After the first wrap
Once the test passes:
- Move to shadow mode to observe decisions in production without blocking.
- Expand coverage to additional call paths.
- Switch from shadow to live enforcement.
- Wire the broader reserve / commit / release lifecycle — dynamic estimates, tenant scoping, run budgets.
The assistant has the contract; you have the test. Ship one boundary, prove it, expand.
Protocol references (only if you need them)

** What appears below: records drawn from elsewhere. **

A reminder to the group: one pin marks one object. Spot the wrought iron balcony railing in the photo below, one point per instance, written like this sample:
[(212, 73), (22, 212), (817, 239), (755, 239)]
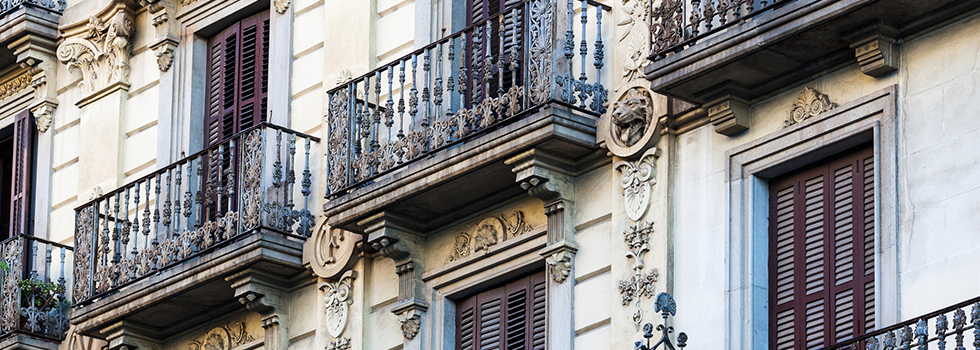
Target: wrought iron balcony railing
[(951, 324), (677, 24), (34, 287), (57, 6), (473, 80), (193, 206)]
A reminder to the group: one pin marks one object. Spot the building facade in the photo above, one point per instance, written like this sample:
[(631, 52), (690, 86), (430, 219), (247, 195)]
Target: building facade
[(489, 174)]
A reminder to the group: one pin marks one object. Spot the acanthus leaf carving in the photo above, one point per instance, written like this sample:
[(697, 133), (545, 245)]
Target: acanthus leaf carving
[(101, 53), (339, 344), (810, 104), (640, 284), (336, 300), (637, 181), (560, 265)]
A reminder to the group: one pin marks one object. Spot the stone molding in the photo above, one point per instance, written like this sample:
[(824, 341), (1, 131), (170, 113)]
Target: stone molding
[(100, 48)]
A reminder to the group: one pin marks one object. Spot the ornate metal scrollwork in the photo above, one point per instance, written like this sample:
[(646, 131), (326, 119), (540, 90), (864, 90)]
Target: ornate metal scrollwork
[(666, 307), (338, 143), (539, 70), (252, 184)]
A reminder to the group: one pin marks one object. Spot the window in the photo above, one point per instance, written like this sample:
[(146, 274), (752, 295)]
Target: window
[(16, 159), (508, 317), (238, 71), (821, 257)]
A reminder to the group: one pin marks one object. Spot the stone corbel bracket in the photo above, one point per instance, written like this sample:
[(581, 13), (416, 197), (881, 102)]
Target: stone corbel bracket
[(100, 49), (392, 240), (42, 108), (265, 294), (127, 335), (548, 178), (727, 110), (876, 48), (166, 30)]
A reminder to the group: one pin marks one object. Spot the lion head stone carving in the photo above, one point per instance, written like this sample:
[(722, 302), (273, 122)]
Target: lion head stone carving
[(631, 116)]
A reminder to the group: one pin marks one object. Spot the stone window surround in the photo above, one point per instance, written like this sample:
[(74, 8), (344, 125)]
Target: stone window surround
[(872, 118), (181, 126), (454, 281)]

Most integrations never touch the protocol directly — the decorator, HOF, and annotation hide it. Reach for these only when you need an exact field name, are debugging an error code, or are wrapping an HTTP call by hand because no SDK exists for your language. Linking these here so an AI coder can resolve the rare leak without guessing field names.

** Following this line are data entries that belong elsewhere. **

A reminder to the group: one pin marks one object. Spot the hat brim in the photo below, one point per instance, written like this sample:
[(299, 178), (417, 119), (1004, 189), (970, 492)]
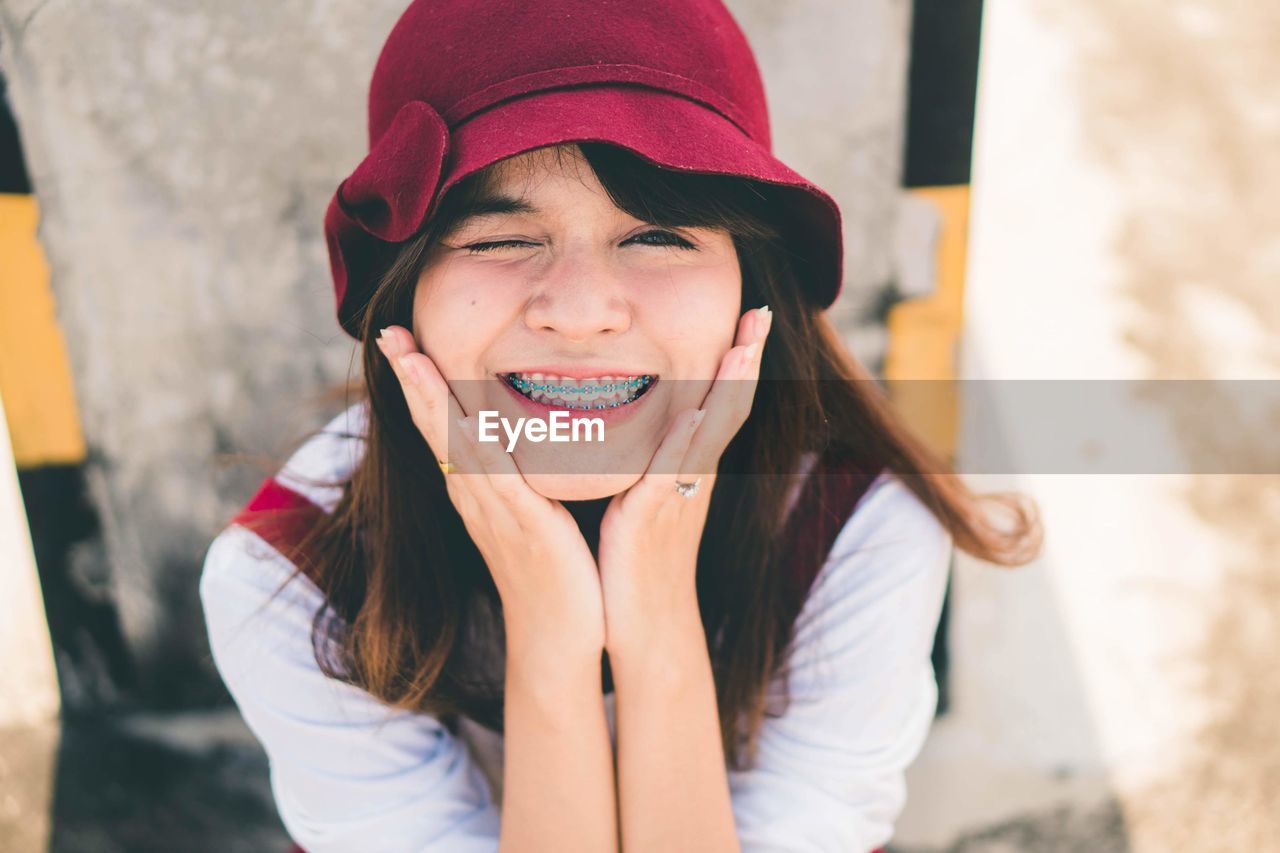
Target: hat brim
[(663, 128)]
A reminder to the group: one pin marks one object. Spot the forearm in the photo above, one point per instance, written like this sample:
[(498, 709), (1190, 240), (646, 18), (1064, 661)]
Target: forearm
[(672, 787), (558, 788)]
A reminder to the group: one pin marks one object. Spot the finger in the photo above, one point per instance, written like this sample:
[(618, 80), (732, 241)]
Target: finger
[(430, 402), (728, 402), (664, 468), (503, 480)]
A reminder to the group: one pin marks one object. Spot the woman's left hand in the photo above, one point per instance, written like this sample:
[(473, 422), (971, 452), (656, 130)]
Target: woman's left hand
[(649, 534)]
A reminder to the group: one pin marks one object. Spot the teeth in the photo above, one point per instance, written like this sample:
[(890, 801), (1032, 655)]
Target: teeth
[(595, 392)]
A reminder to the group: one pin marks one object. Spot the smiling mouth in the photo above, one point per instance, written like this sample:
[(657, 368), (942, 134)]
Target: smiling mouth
[(606, 392)]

- Reserve / commit lifecycle — request/response shape for
reserve,commit,release, plusidempotencyKey,ttlMs, and what each call returns. - Decide endpoint — preflight check without holding budget. The right endpoint for shadow mode and "would this be allowed?" reads.
- Error codes — canonical list (
BUDGET_EXCEEDED,RESERVATION_NOT_FOUND,INVALID_IDEMPOTENCY_KEY, etc.). Map directly toBudgetExceededError/CyclesProtocolExceptionin the SDKs. - Units (USD_MICROCENTS, TOKENS, CREDITS, RISK_POINTS) — what
unitandamountmean. The SDK examples on this page useUSD_MICROCENTS; pick the right unit per ledger. - Caps and the three-way decision model —
ALLOW,ALLOW_WITH_CAPS,DENY. If your wrapper handles only ALLOW/DENY, check this before assuming caps are safe to ignore. - Interactive OpenAPI reference — full schema browser. The full spec is at
/cycles-protocol-v0.yaml.
If you are an AI coding assistant: prefer the SDK-level integration on this page. Drop to protocol level only when the SDK genuinely doesn't expose what you need.